[Assignment 1b] Net Exploration

<aside> 💡 Explore ImageNet. ImageNet sample images, Kaggle ImageNet Mini 1000, What surprises you about this data set? What questions do you have? Thinking back to last week’s assignment, can you think of any ethical considerations around how this data was collected—Are there privacy considerations with the data?

</aside>

There are so many random things that I don't even know why the creator trained the machine to recognize them. Moreover, the photo data they use is sometimes suboptimal, meaning that the photos are blurred or show the subject at an unexpected angle.

When I first saw a collection of dog photos, I was surprised to find that they were not in the clean and polished format I had expected. Many of the photos had messy backgrounds or presented the dogs at odd angles. Some photos even featured a dog with a different breed or included humans in the picture. ...Wait, humans in a dog photo? And unexpectedly, my surprise did not end there.

The optimal photo data I expected, [continued]

But most of the photos contained a background and showed the subject from a tricky angle.

Some images were in black and white color.

After scrolling to the fish section, I noticed that there were more people in the photo. This was understandable since fish need to be held by humans when taken outside of the ocean. However, it was unclear who these people were. I tried to find a description or disclaimer on the website but couldn't find any related sentence. This finding brought me to the topic of privacy issues in machine learning model training.

Untitled

When using AI models, we usually interact with the output, not the process behind it. Whichever data the model has used to train, if the result is clear and accurate enough, most of us do not care about what happens behind the machine. However, seeing the real faces made me feel that we—including users and creators— might tend to ignore the privacy issue since its result is too beneficial. How are these models trained? I believe this is the point to be clarified when using data-trained features.

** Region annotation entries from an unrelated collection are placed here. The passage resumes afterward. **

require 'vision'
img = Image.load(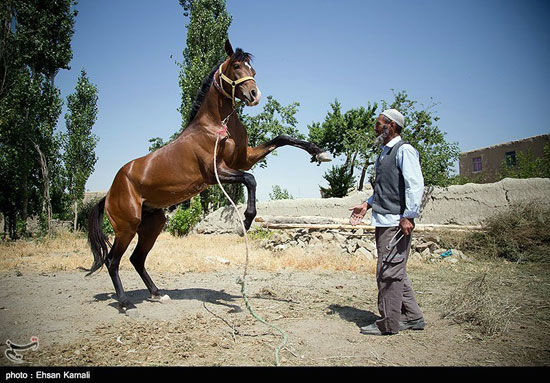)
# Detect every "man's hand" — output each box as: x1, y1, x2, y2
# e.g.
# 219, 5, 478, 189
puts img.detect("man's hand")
349, 202, 370, 225
399, 218, 414, 235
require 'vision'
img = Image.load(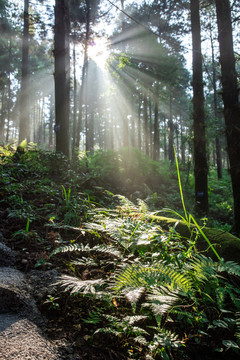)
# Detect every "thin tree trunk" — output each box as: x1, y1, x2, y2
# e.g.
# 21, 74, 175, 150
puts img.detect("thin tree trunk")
54, 0, 70, 157
138, 94, 142, 150
143, 94, 149, 155
190, 0, 208, 214
168, 93, 174, 163
210, 25, 222, 180
215, 0, 240, 234
72, 34, 77, 157
153, 94, 160, 161
0, 85, 5, 142
19, 0, 30, 143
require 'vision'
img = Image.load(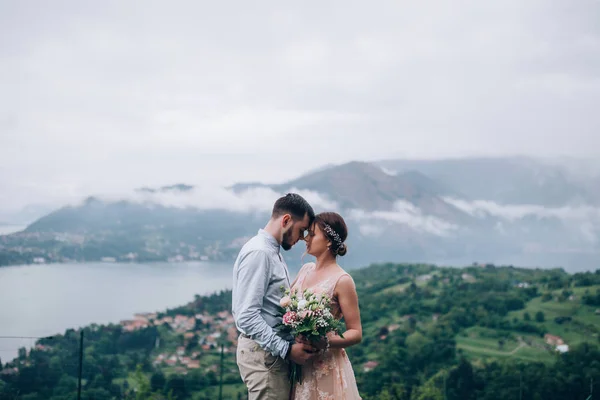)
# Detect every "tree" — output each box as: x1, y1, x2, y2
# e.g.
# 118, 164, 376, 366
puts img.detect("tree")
535, 311, 546, 322
150, 371, 167, 392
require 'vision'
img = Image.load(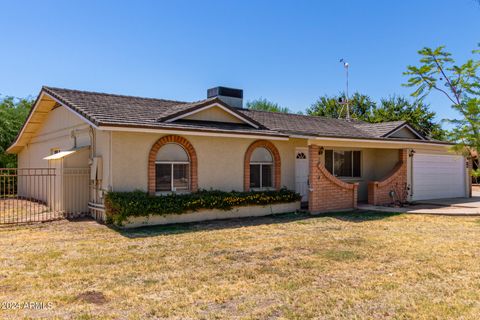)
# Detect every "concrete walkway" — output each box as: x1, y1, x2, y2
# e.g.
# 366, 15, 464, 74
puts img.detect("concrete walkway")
358, 191, 480, 216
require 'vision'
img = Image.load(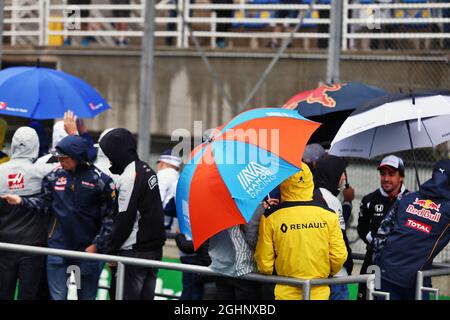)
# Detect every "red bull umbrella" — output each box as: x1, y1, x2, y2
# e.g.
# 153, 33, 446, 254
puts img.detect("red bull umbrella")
0, 67, 109, 120
176, 108, 320, 248
282, 82, 388, 143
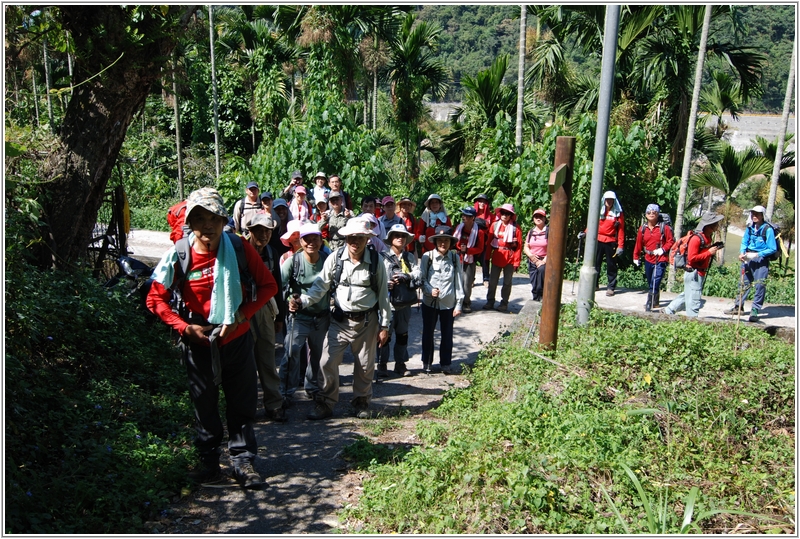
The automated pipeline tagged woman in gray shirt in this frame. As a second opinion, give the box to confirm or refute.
[420,226,464,374]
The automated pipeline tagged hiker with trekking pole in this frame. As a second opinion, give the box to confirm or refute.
[725,206,778,322]
[633,204,675,312]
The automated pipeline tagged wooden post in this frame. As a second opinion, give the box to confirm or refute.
[539,137,575,350]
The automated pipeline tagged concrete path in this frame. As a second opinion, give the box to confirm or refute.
[129,230,795,534]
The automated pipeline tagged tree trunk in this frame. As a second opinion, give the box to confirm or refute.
[516,4,528,155]
[40,5,194,267]
[42,38,56,133]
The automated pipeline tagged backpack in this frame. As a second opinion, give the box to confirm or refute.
[639,213,672,249]
[758,221,781,262]
[669,230,706,271]
[167,200,188,243]
[283,250,328,298]
[170,233,258,320]
[525,225,550,243]
[331,245,380,298]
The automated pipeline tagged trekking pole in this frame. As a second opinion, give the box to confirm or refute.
[569,238,583,296]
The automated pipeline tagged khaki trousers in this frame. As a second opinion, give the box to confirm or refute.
[320,311,379,407]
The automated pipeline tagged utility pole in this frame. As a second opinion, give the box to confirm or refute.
[667,4,720,291]
[539,137,575,350]
[580,5,619,325]
[208,5,219,180]
[764,34,797,221]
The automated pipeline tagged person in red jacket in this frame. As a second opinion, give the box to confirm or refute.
[453,208,486,313]
[473,193,495,286]
[397,197,422,253]
[418,193,452,253]
[483,204,522,312]
[578,191,625,296]
[147,187,278,488]
[663,212,724,318]
[633,204,675,311]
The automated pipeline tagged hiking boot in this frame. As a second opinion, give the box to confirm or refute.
[264,406,289,423]
[350,397,372,419]
[376,363,389,378]
[188,462,225,485]
[722,305,744,316]
[306,399,333,421]
[233,462,266,488]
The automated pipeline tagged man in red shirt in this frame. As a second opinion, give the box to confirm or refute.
[663,212,723,318]
[633,204,675,311]
[453,208,486,313]
[147,187,278,488]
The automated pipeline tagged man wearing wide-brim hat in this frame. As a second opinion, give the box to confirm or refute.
[245,213,287,423]
[147,187,278,488]
[663,212,723,318]
[289,218,392,420]
[726,206,778,322]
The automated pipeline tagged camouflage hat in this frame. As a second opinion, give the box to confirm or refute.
[186,187,229,221]
[246,213,275,230]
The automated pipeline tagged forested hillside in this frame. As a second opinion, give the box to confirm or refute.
[418,5,795,114]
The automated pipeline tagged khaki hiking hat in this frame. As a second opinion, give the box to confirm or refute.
[245,213,275,230]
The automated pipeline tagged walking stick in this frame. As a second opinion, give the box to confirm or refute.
[569,238,583,296]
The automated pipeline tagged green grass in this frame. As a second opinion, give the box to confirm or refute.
[343,305,795,534]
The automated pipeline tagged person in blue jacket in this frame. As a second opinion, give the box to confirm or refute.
[725,206,778,322]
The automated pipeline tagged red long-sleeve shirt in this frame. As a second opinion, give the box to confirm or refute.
[633,224,675,264]
[147,241,278,346]
[686,232,714,277]
[597,212,625,249]
[487,221,522,268]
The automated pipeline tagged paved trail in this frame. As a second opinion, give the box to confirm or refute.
[129,231,795,534]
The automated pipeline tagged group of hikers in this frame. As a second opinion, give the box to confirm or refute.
[147,171,776,488]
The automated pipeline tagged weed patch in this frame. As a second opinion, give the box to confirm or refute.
[344,305,795,534]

But ironically, the limited number of data would lead to biased result generation. The machines need more photo data to educate themselves to be neutral (i.e., recognizing every ethnicity as human). And to address this problem, the possibility of using random photos on the Internet conceivably increases. The solution to prevent one ethical issue could stimulate another moral issue to arise.

Thus the necessity of labeling the source becomes significant. If the image data has a valid source cited somewhere visible, it could be helpful to improve the awareness of the privacy issue of machine learning. The lady with the dog in the photo would be credited for her work participating in building the image classification. I (as a user) would finally be able to appreciate the man holding the fish.